Investigators examining the Boeing 777-200ER that crashed short of the runway at London Heathrow last month state that the twin-jet passed through two regions of particularly cold air during its flight from Beijing.
The Air Accidents Investigation Branch, in a progress bulletin on the inquiry, also says it is trying to identify the source of damage to the high-pressure fuel pumps in the aircraft’s engines.
Both engines on the aircraft failed to respond to auto-throttle requests for increased thrust during the final stages of the approach to Heathrow on 17 January.
During the approach, with the 777 at a height of just 720ft, thrust from the right-hand Rolls-Royce Trent 800 engine suddenly reduced, about 7s before thrust from the left engine similarly dropped.

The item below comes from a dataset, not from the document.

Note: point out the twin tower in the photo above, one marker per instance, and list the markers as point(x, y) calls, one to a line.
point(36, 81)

Flight data shows that, at the moment of thrust reduction, the right-hand engine’s electronic control system was responding correctly to a reduction in fuel flow to the right engine. This was followed by a similar response from the control system in the left engine when fuel flow to that powerplant also diminished.
Recorded data has shown no anomalies in the aircraft’s major systems and investigators have discovered no evidence that the engines suffered a malfunction or that they ingested ice or birds during the approach.
The jet had 10,500kg of fuel remaining at the time. Scrutiny of fuel samples taken from the aircraft has shown no evidence of contamination or unusual levels of water content.
As part of its flight plan the aircraft was required to climb initially to FL341 and then – owing to extreme cold – descend to FL315 at a waypoint called POLHO on the Chinese-Mongolian border.
But to accommodate a request from air traffic control the aircraft’s crew accepted a climb to a higher altitude, FL348. The AAIB says the ambient temperature at FL348 was minus 65°C, but adds that the crew closely monitored the fuel temperature.
After the aircraft crossed the Ural mountain range in Russia it climbed further to FL380 where the ambient temperature dropped to as low as minus 76°C.
Analysis of aircraft data shows that the fuel temperature reduced to a minimum of minus 34°C. The AAIB says fuel temperature should not be allowed to fall below 3°C above the fuel freezing point. The fuel on board the 777 had a freezing point of minus 57°C.
Examination has found that both engines’ low-pressure and high-pressure fuel filters were clean, and both fuel oil heat exchangers were free of blockage. Visual examination of the fuel feed lines also revealed no blockages.
Inspection of the 777’s fuel tanks turned up a few small items of debris. The AAIB says: “The relevance of this debris is still being considered.”
Detailed examination of the engines’ high-pressure fuel pumps, however, has revealed signs of “abnormal cavitation” on the pressure-side bearings and outlet ports.
“This could be indicative of either a restriction in the fuel supply to the pumps or excessive aeration of the fuel,” says the AAIB. It adds that the manufacturer assessed both pumps as still being capable of delivering full fuel flow.
“Investigations are now underway in an attempt to replicate the damage seen to the engine high-pressure fuel pumps, and to match this to the data recorded on the accident flight,” says the AAIB.
“In addition comprehensive examination and analysis is to be conducted on the entire aircraft and engine fuel system, including the modelling of fuel flows taking account of the environmental and aerodynamic effects.”